House of Five Leaves 4 gives us brief scenes of how Yaichi slowly put his group together, and beyond that does little but bring up more complications for our hapless ronin Akitsu.
Akitsu still doesn’t consider himself a part of Five Leaves, and he hasn’t yet sent any of his ill-gotten gains to his family. Yet he continues to do about anything Yaichi asks him to, including moving into the brothel where Yaichi hangs out to be a paid bodyguard. It’s becoming clearer that he’s simply too curious about Yaichi to back out, which puts him into uncomfortable situations. He tries to ask the others about Yaichi. Matsu (who, in a flashback, meets Yaichi while on the run from the authorities) is vague. Even though he dislikes Akitsu, Ume is more open, but doesn’t tell him much of use, only that he’s getting dissatisfied. Otake is just as unhelpful.
Yaichi himself looks like he is about ready to open up, but doesn’t. But doesn’t. As one of the prostitutes says, “Everyone has their own reasons for being here.” But considering the pasts that most of the characters have, it’s not a good idea to start talking about it. Pure, innocent Akitsu is alone in this.
There’s another hitch. Akitsu has been feeling weird. His legs aren’t working right and feel dead. He stumbles a few times. It might be that he isn’t eating, or he’s suffering from what Yaichi calls “Edo Agony,” whatever that is. Googling doesn’t find anything I can use. I don’t know if it’s going to play a part in the ongoing story, but it’s good to note.
Ichiban Ushiro no Daimaou 6 is a mish-mosh as they crank up the next story arc.
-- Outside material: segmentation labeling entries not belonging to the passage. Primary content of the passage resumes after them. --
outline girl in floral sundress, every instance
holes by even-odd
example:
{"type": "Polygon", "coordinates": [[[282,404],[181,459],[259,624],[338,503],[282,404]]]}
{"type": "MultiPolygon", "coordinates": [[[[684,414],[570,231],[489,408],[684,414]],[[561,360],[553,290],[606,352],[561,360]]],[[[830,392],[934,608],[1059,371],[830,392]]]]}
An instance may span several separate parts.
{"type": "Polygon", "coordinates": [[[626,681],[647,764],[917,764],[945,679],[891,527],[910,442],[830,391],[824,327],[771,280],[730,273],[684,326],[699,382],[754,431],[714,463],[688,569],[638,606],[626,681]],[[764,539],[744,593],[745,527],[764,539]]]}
Meanwhile, the fanservice is really starting to bug me.
We start right off with story and fanservice. Korone, being artificial, must follow orders, I suppose. And you begin to wonder again if anyone save Akuto doesn’t have an uterior motive. The school moves, inexplicably, to the beach and you know what that means, especially with one character intent on seducing Akuto. Even before the beach she tries various strategies, playing this role and that to attract him. When they get to the beach it gets even worse.
So we get Korone dropping her top, pulling down Junko’s top, and there’s a scene involving a sea cucumber that left me shaking my head. They manage to do a few other things: Akuto begins to wonder about his feelings for Keena, there’s a demon lord legend about the island that must be investigated, and there’s a conspiracy to knock off Akuto, probably having to do with the legend. There’s also intrigue concerning different factions, and Peterhausen the dragon gets some good lines. But really it’s a mess until nearly the end, where Akuto tries to track down some noises and Korone appears to be shot. I suppose that’s enough for now to keep me watching; maybe they’ll go for the straightforward action next time.
In Working!! 6 we spend some quality time with Souta’s sisters: Kazue, the bossy one, Izumi, the depressed romance novelist, Kozue, the lush, and Nazuna, who plays the “youngest sister card” a lot, but who is actually quite together and practical.
We see the dynamics of this dysfunctional household, and it’s a little better than I had feared, and a little worse. Better in that it isn’t just four girls picking on their brother all the time. They bicker amongst themselves as well. Kazue tries to keep everyone in line, but everyone is so strange that they can’t do much to change. While Souta is indeed henpecked, he comes out looking more like the straight man. And his sisters do need him around to help buffer the clashes between them. Unfortunately, the characters are all so many types, and their routines begin to repeat and grow stale after a while.
Breaking up these scenes before they become too tedious, we get back to the girls Souta works with. Okay, they’re pretty shallow, too. It’s White Day, and Souta goes around giving gifts to them and we get a chance to look at their reactions. Incidently, this is the first episode where Inami doesn’t hit anyone, though she does crush a pillar. Really, it’s no more than a chance for them to develop the Inami-crush-on-Souta angle, but the scenes are nicely done, especially when Inami, walking home with Souta, encounters Kazue, who roughs Souta up. Inami feels a little sorry for him. Add to this the bits where we see Inami, touched by Souta’s gift, being completely unable to deal with this emotion in a way we can understand (though her mother mentions how happy she’s acting). So, in the end, we see that Souta gets a lot of grief from women in his life, but also how he’s making their daily lives a little happier.